Mobility Trends Improving the Quality of Life for All

Pasquale Romano, President & CEO, ChargePoint

Improving the quality of life and reducing the cost of living is an oft missed side effect of the pursuit of autonomous drive, clean inexpensive energy, and the electrification of transportation. These technology arcs are evolving roughly in parallel and their confluence will result in dramatic changes in how we live, the cost of things we depend on, and the amount of time we will get back daily.

One of the largest monthly expenses for families is transportation. The lower a family’s income, the larger the impact. Add energy bills to the equation and the impact is even more significant.

Fossil fuels make up all the energy used to transport goods and people and transportation electrification represents a net new load on our electrical grid. While other sources of energy consumption in homes and offices will become more efficient, the electrification of transportation will outpace those savings and dramatically increase electricity needs. The key to offsetting this shift is the fact that the overwhelming majority of vehicles sit resting most of the time. As a result, vehicles can flexibly take on electricity as fuel, filling in the peaks and valleys of today’s energy patterns, increasing the utilization of grid infrastructure (with some upgrades), and enabling the reduction of the cost structure of delivered energy. Electrified transport also represents an  opportunity  to reduce costs when compared to the average cost of gasoline and energy bills, not to mention the dramatically lower maintenance costs of EVs. Transportation and energy are also significant cost components in most goods. If we can reduce logistics costs with electrified transport, everything we buy gets cheaper,  enabling people to use more of their household income for other things.

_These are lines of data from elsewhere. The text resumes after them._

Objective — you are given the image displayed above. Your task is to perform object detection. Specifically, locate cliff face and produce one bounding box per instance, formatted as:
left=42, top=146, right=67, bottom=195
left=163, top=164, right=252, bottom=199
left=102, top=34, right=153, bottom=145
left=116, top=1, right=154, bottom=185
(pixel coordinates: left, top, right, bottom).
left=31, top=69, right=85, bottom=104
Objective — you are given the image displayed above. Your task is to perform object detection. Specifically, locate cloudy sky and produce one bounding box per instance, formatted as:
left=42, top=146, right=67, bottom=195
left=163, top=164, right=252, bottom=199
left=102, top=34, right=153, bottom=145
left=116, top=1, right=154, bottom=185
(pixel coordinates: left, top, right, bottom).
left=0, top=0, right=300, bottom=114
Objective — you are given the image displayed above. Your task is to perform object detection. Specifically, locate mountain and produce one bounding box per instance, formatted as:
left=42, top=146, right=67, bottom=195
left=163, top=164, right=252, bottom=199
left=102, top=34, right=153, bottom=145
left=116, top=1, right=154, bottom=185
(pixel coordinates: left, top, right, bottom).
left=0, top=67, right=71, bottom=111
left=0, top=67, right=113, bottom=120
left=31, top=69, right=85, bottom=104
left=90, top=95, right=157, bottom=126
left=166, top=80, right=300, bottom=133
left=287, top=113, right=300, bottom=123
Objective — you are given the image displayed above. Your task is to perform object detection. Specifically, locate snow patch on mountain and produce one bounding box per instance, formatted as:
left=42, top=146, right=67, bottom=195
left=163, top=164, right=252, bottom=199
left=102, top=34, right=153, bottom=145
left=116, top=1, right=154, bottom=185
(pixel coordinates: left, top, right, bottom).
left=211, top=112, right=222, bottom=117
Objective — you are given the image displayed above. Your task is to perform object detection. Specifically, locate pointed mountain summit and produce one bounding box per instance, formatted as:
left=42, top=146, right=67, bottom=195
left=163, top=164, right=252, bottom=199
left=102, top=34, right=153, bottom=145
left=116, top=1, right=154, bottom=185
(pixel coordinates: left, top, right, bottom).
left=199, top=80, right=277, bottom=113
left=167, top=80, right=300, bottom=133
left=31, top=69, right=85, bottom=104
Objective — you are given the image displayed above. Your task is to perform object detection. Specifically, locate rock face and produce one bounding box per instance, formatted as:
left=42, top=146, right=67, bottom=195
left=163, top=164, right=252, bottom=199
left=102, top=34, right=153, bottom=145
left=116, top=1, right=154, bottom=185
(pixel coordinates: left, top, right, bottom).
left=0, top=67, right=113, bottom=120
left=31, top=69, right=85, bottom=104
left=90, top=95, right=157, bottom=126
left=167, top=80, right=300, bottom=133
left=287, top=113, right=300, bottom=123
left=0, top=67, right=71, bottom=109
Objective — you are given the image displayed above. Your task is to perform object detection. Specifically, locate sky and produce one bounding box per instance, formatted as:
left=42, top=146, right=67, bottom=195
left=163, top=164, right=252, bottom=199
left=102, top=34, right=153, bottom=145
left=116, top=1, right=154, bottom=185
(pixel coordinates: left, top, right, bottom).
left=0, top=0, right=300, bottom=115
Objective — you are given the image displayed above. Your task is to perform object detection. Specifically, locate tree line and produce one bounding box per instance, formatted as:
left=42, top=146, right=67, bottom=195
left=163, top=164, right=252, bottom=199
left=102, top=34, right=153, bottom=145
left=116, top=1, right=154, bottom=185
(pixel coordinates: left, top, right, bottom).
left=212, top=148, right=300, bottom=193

What drives a lot of the variance in real estate costs is scarcity imposed by a consumer’s desire to live near jobs to avoid lengthy and costly commutes. If more rides shift to autonomous drive services, fixed costs of ownership will be eliminated, less vehicles will be needed, efficiency will increase and congestion will be dramatically reduced. As autonomous transportation becomes more cost effective, real estate as we know it will be transformed. Space dedicated to parking gets recycled, vehicle coordination improves, vehicles required during rush hour decrease resulting in significantly more options for where we can live relative to where we work and correspondingly result in a drop in housing prices.

People can’t buy more hours in a day no matter how wealthy they are. Imagine if commuting actually meant less stress? Instead of a car, a pod resembling a comfortable camper picked you up, stocked with your favorite coffee and snacks Inside, you can read, work, listen to your music or whatever makes you happy and more productive as opposed to worrying about traffic or only focusing on driving. Flying from the airport to a downtown meeting or making the trip between San Jose and San Francisco in an electric vertical takeoff and landing aircraft is no longer a dream, but a reality. Aircraft in design now will enable travel at prices on par with ride hailing services today.

We’re entering a magical time in human history. Technology will open the door to more places to live, make the time being transported more enjoyable, lower costs for basic necessities, and improve the overall quality of our lives. Electric mobility is economically superior and has the added benefit of reducing the harmful effects on the very planet we depend on.